The Label Factory - custom rhinestone heat transfer, iron on rhinestones, custom heat transfer, iron on heat transfer, custom heat transfer, embroidered patch, iron on patch, sew on patch, woven label, laser labels, printed label, hang tag, clothing 

Printed & Woven Fabric Labels, General Label Manufacturing


----------



## carrotjuice (Apr 25, 2009)

Help! Levi's has a hang tag that I love. I have been searching for several months and I have been unable to figure out the type of material it is. It is thin, bendable and virtually rip resistant. You can however put a fingernail indent in it. It is almost like a very thin faux leather (without the fibers) it is very flat in terms of its sheen...what is it made of? Thanks!


----------



## Bades (Feb 13, 2009)

I find AA tags are pretty soft... are they satin?


----------



## ArtbyTati (Dec 5, 2012)

Anyone have an opinion about printed hot stamp labels? I saw some on one website and they look great, just wondering about durability (will it wash out) and quality?
Thanks


----------



## vnssnsa (Sep 6, 2015)

I would say Damask is the best! It uses among many different brand even high end. It gives you the profession of look. Printed labels is soft but it mainly uses inside the clothing to give detail and washing instruction to the customers. So to be 'catchy' on the shirt. I would go for damask too!


----------



## ArtbyTati (Dec 5, 2012)

vnssnsa said:


> I would say Damask is the best! It uses among many different brand even high end. It gives you the profession of look. Printed labels is soft but it mainly uses inside the clothing to give detail and washing instruction to the customers. So to be 'catchy' on the shirt. I would go for damask too!

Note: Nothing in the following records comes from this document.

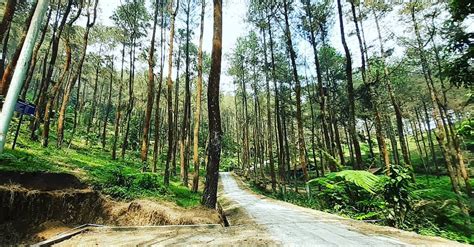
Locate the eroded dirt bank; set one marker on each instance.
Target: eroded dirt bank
(37, 206)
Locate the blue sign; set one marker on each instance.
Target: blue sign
(25, 108)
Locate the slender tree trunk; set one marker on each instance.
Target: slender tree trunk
(197, 114)
(350, 92)
(34, 58)
(8, 73)
(187, 103)
(269, 115)
(393, 100)
(176, 111)
(170, 94)
(118, 113)
(445, 145)
(10, 7)
(151, 91)
(109, 104)
(209, 197)
(158, 93)
(301, 142)
(372, 96)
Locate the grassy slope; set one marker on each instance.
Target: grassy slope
(121, 179)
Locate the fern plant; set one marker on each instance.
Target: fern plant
(362, 179)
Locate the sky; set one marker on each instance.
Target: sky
(234, 26)
(233, 22)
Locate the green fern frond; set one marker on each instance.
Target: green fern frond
(362, 179)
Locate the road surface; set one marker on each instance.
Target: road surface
(291, 225)
(257, 221)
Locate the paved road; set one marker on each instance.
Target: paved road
(294, 226)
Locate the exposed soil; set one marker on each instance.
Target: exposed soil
(37, 206)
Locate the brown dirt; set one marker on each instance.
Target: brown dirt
(37, 206)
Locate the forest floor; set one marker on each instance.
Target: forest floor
(257, 220)
(46, 191)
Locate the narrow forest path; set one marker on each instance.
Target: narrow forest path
(296, 226)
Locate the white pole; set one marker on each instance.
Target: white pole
(20, 71)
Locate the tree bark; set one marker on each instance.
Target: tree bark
(301, 142)
(209, 197)
(350, 92)
(150, 92)
(10, 7)
(170, 94)
(197, 114)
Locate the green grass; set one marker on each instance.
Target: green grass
(434, 212)
(120, 179)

Thanks, I was looking at damask and it does seem really soft. But from what I understand it is the material of the tag itself, right? You can still do woven tag, printed tag, and hot stamp (which I guess is different from regular printed tags?) on the damask fabric. Any preference of method? Thanks


----------



## vnssnsa (Sep 6, 2015)

ArtbyTati said:


> Thanks, I was looking at damask and it does seem really soft. But from what I understand it is the material of the tag itself, right? You can still do woven tag, printed tag, and hot stamp (which I guess is different from regular printed tags?) on the damask fabric. Any preference of method? Thanks


Damask is a type of woven labels. So there is damask woven labels but no damask printed labels. There are few different types in woven labels e.g satin but damask is the best quality. Woven labels or woven tag are weaved by threads from a big machine. Hope this help!


----------